In his remarks, Sunak sought to portray Labor as lacking a programme. “I don't know what they offer – and in truth, I don't think you do either,” he said. But his message was occasionally drowned out by the sound of Labour's 1997 election anthem, “Things Can Only Get Better”, blaring from a protester's loudspeaker in a nearby street.
For Sunak, the son of parents of Indian origin who emigrated from British colonial East Africa sixty years ago, the decision to go to voters earlier than expected is not entirely unusual. In July 2022, he broke with Johnson by resigning as Chancellor of the Exchequer, triggering a loss of government support that ultimately forced Johnson from power.
Sunak then launched a spirited bid for the party leadership, losing to Truss in a vote of around 170,000 party members. After Ms Truss' economic policies backfired and she was forced to resign, Mr Sunak re-emerged to win the next contest, this time held only among Conservative Party Members of Parliament.
Sunak inherited a daunting set of problems: double-digit inflation, a stagnant economy and rising interest rates, which have hit people in the form of higher rates on home mortgages. Waiting times at the National Health Service, exhausted after years of fiscal austerity, have stretched into months.
Sunak has achieved some early successes, including a deal with the European Union that largely defused a trade impasse over Northern Ireland. He surpassed his goal of halving the inflation rate, which was 11.1% when he took office in October 2022. And there are signs that the economy is starting to turn around.
Earlier this year Britain emerged unexpectedly strong from a mild recession, with the economy growing by 0.6%. The International Monetary Fund has revised up its growth forecast for the country this year, praising the government and central bank's action.
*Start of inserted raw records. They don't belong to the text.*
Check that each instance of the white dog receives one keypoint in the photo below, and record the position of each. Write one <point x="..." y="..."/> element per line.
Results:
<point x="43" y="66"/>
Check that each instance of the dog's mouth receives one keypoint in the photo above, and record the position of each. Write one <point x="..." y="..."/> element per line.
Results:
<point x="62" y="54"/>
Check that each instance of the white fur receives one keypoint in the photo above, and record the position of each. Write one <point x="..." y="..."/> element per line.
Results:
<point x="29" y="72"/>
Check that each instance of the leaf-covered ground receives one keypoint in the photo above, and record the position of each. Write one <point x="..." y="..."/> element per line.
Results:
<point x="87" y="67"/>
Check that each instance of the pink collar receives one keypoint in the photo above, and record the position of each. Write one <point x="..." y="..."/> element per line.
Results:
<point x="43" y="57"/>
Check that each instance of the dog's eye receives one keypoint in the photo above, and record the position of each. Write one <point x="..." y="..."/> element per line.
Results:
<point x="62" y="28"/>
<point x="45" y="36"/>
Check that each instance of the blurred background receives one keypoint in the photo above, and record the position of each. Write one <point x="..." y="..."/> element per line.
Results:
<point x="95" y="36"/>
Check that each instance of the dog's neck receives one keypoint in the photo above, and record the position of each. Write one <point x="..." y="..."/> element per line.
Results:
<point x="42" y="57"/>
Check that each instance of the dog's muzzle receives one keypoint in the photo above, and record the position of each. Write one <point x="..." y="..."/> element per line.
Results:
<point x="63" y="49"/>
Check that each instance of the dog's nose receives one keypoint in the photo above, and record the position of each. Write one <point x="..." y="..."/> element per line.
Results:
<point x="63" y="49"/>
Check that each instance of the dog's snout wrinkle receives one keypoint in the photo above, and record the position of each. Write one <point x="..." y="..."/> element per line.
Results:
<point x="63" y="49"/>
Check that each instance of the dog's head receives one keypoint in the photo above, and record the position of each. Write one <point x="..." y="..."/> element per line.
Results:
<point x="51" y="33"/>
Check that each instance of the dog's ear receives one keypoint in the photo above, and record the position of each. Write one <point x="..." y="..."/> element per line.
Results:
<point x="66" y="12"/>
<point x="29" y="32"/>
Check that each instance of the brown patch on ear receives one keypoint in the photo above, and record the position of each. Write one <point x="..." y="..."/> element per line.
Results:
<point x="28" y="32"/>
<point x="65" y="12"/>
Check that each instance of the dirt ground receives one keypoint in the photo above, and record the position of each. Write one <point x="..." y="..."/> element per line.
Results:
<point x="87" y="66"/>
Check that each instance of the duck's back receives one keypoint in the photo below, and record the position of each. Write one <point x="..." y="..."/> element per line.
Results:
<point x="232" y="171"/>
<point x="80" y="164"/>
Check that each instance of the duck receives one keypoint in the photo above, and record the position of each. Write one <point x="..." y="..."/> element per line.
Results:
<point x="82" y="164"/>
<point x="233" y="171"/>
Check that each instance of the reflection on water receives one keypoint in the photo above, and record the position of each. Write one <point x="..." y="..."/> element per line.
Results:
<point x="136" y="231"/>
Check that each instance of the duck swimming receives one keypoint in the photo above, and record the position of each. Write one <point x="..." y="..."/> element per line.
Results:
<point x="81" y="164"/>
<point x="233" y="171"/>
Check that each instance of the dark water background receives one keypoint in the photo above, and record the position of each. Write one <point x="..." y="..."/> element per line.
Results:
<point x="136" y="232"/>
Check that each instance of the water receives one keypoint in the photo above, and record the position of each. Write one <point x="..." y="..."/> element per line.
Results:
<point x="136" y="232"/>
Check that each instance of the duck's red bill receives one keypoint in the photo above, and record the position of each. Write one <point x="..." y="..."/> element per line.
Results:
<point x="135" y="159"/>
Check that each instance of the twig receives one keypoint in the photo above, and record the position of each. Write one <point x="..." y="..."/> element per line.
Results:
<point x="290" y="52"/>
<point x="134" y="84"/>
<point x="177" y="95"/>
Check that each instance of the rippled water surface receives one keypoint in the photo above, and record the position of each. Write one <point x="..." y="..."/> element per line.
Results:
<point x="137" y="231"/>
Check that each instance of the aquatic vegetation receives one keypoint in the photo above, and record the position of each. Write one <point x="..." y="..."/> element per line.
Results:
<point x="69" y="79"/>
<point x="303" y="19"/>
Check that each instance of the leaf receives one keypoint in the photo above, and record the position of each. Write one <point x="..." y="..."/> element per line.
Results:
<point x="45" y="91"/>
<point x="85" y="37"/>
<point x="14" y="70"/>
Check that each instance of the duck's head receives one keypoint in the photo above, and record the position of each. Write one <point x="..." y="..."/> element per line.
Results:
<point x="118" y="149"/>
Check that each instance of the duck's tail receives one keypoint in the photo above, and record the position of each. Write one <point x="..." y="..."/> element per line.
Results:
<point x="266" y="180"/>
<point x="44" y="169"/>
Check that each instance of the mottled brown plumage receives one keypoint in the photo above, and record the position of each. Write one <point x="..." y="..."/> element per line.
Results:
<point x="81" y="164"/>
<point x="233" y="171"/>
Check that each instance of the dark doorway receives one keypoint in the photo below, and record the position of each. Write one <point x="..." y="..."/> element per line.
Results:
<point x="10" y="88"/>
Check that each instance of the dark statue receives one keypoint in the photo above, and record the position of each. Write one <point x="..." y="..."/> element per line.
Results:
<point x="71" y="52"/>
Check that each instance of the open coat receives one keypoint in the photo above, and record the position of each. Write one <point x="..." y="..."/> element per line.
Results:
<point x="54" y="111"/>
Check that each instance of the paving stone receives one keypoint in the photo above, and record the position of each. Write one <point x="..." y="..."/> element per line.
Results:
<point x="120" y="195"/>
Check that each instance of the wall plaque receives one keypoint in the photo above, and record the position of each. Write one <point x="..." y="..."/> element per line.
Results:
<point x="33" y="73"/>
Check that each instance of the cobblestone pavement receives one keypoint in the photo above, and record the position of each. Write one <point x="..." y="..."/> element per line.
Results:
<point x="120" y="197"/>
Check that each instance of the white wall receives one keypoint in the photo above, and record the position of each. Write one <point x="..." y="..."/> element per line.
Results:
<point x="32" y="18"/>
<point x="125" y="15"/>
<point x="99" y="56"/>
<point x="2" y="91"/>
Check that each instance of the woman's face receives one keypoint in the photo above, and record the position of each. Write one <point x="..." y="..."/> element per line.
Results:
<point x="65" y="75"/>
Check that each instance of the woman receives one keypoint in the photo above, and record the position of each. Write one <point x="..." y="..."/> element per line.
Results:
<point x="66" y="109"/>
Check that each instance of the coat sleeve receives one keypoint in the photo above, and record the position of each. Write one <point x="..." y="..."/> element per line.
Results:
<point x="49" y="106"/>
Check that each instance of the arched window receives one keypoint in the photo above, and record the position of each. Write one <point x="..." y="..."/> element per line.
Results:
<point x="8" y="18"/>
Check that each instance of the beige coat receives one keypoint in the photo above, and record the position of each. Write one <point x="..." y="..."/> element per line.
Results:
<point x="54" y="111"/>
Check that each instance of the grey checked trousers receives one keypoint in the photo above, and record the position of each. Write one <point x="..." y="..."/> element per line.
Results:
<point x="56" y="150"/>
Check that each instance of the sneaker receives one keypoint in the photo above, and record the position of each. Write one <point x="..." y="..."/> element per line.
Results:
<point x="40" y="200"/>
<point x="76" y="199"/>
But the good news may be fleeting. Inflation is expected to rise again in the second half of this year, and April's number was not as low as economists expected. That has led investors to reconsider the timing of when the Bank of England might cut rates, all but ruling out that they will be lowered next month. Expectations that rates will fall in August have also fallen.
At the same time, the possibility of further tax cuts before the election has narrowed. Data released on Wednesday shows that public debt is rising. And the IMF warned the government against tax cuts, arguing that Britain had huge demands for more public spending to improve its public services, including the NHS, and at the same time needed to stabilize its public debt .
Ultimately, analysts say, it was these underlying realities that drove Sunak's decision to now turn to voters, and it is the economy, more than anything else, that will decide his and his party's fate.
“You can talk about Partygate and Truss,” said Tim Bale, a professor of politics at Queen Mary University of London, referring to Johnson's lockdown-breaking social gatherings. “But ultimately, the factors that will decide this election will be anemic growth and a state that is collapsing before our eyes.”
Ashley Nelson contributed to the reporting.